I've got some servers running 3000-6000DBs on 64Gb RAM.
Having various maintenance plans in place does help though!

Since drive performance is in question, I would recommend checking the page file location and move to a different disk if you can.
Also check if the page file size is big enough.
The article below give calculations you could use for the size.
https://blogs.technet.microsoft.com/motiba/2015/10/15/page-file-the-definitive-guide/
I just stick to the old RAM*1.5
 
Can you find out how the storage is setup? What you can maybe do is to isolate the most critical servers to one host and let stuff like domain controllers share a host. This all depends on how the storage is setup.

The best info I can give you, all 3 servers have 8x2TB 7200rpm drives installed and I am going to guess it's in RAID 5, as the free space is being reported as 7.28TB.

1. Ok if other volume is a separate physical disk then thats fine.
All on the same RAID set.

2. Waits look fine, could you perhaps expand the Processes box in activity monitor and see what is waiting and the wait types.
waits.jpg
3. Not sure on the baseline for your I/O, does it look high to you? Can you bench it against anything else? This you'll have to make a call
I saw an article somewhere saying that this is a bit high, but the solution would be to upgrade the drives.

4. More ram always helps if its available.
Then I will put the request through. :)

6. Sorry the command is : select * from sys.dm_db_index_physical_stats (db_ID(),null,null,null,null) -- the db_id will only give you the indexes on the current database, change it to null for all of them. On your error, you shouldn't have debugging enabled, you should just run this like a normal SQL Query.

Yeah, I go NEW QUERY in SSMS and paste your command and get the same error.
 
Yes

And for such a little DBs, using 27Gb should be more than enough unless each of them are linked to a different app that does a lot of SQL queries?

I've got some servers running 3000-6000DBs on 64Gb RAM.
Having various maintenance plans in place does help though!

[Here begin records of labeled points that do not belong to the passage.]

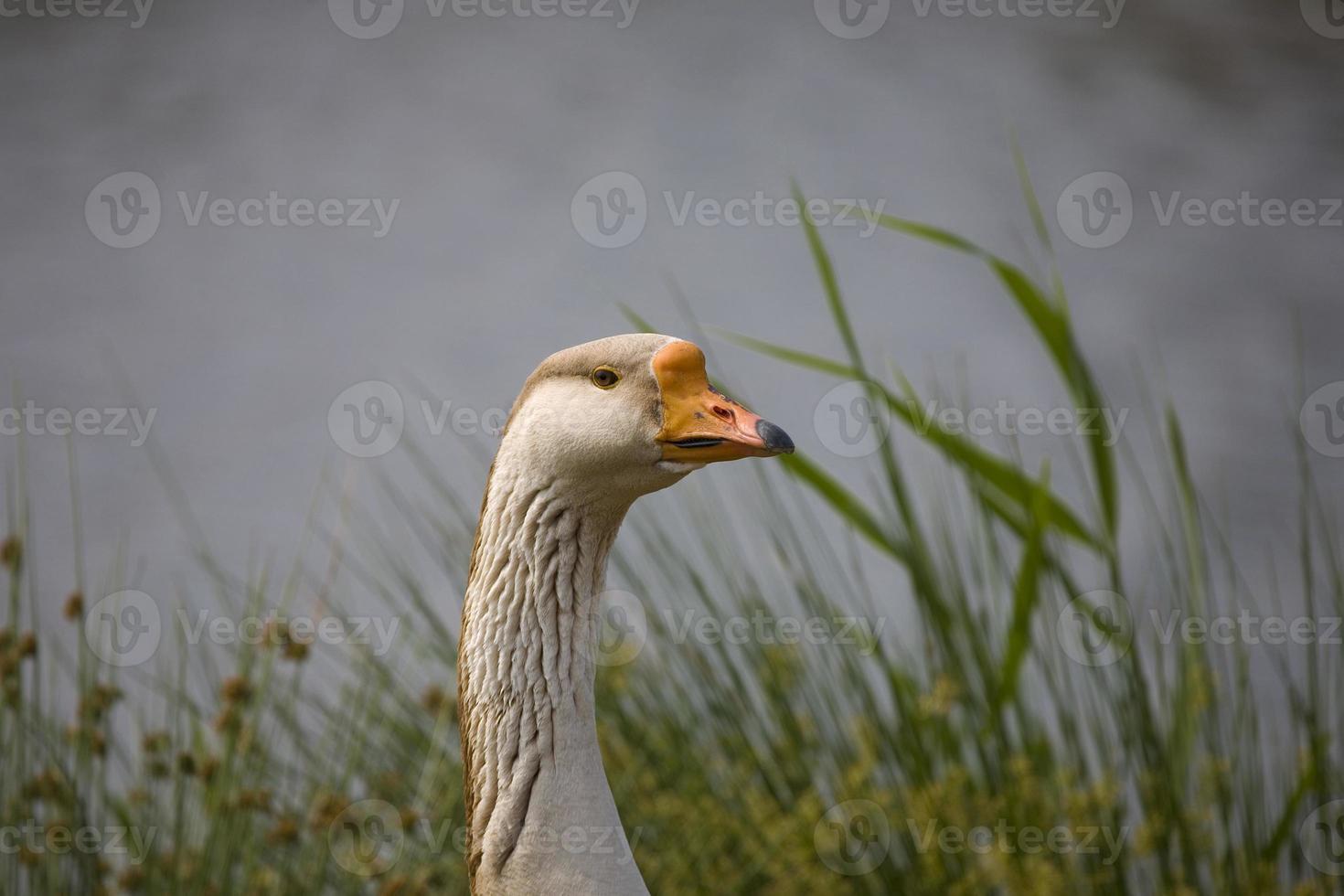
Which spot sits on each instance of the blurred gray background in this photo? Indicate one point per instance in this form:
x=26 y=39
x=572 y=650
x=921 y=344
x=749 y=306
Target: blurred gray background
x=484 y=128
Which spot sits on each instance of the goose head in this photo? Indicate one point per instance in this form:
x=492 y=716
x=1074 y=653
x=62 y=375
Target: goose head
x=629 y=415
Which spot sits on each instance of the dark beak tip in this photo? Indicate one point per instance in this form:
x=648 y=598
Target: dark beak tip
x=774 y=438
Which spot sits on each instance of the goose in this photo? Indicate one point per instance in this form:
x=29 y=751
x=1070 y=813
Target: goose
x=594 y=427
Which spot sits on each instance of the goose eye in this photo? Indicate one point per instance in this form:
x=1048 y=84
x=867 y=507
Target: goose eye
x=605 y=378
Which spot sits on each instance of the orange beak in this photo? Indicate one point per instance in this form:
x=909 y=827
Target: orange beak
x=700 y=423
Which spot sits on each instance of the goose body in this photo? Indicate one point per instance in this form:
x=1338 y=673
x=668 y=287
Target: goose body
x=594 y=427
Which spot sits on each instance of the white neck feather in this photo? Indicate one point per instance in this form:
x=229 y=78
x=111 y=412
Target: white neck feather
x=526 y=666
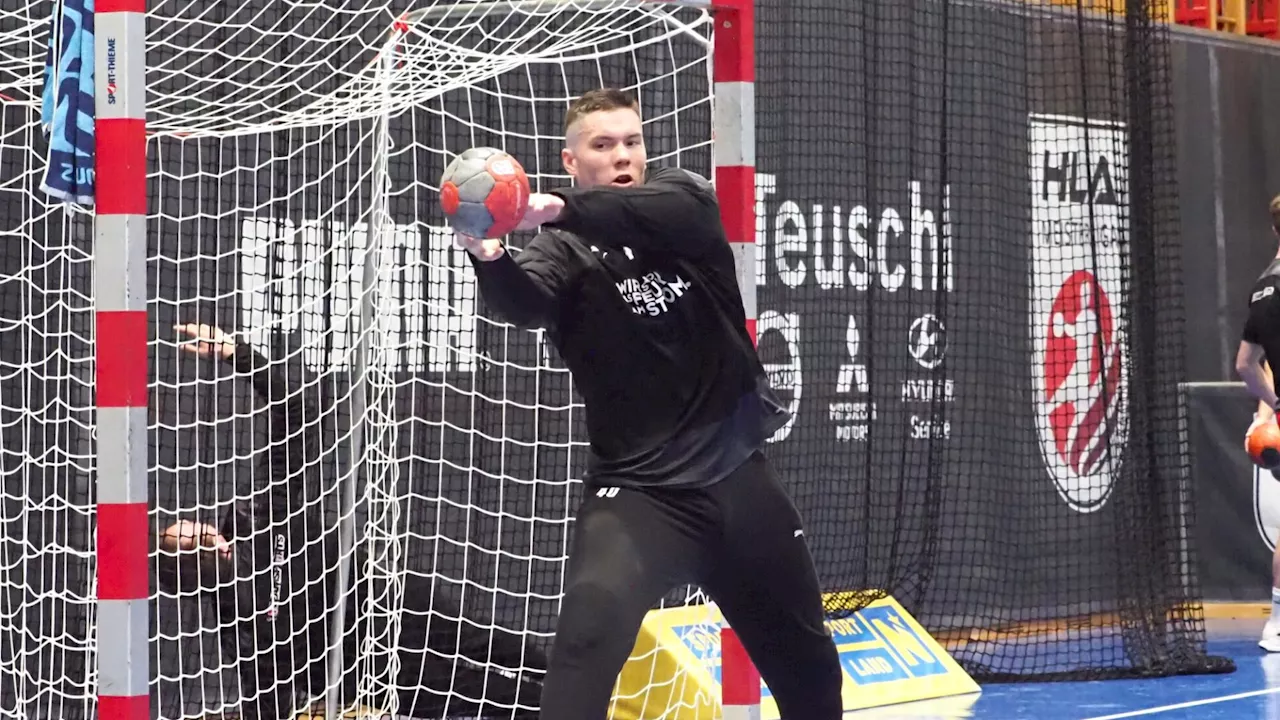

Since drive performance is in question, I would recommend checking the page file location and move to a different disk if you can.
Also check if the page file size is big enough.
The article below give calculations you could use for the size.
https://blogs.technet.microsoft.com/motiba/2015/10/15/page-file-the-definitive-guide/
I just stick to the old RAM*1.5

The one database is 53GB in size. Page file is set to auto and located on the same drive as the database for some reason. Currently 32GB.
 
Okay CX_PACKET is a problem. -- well the wait type CX_PACKET isn't the ACTUAL problem but its a problem because this means all those cx_packets are waiting in line for another process to finish.
Generally its caused by I/O but you cannot be 100% sure until you investigate.

You can see what is blocking those transactions in the column Blocked By 180.
Its being blocked by itself. Whats the wait resource? exchangeevent something

CXPACKET does generally involve parallelism. check the instance settings.
https://www.sqlshack.com/troubleshooting-the-cxpacket-wait-type-in-sql-server/


Back to your SSMS problem. Its weird, sa should be able to execute these without a problem by just hitting f5.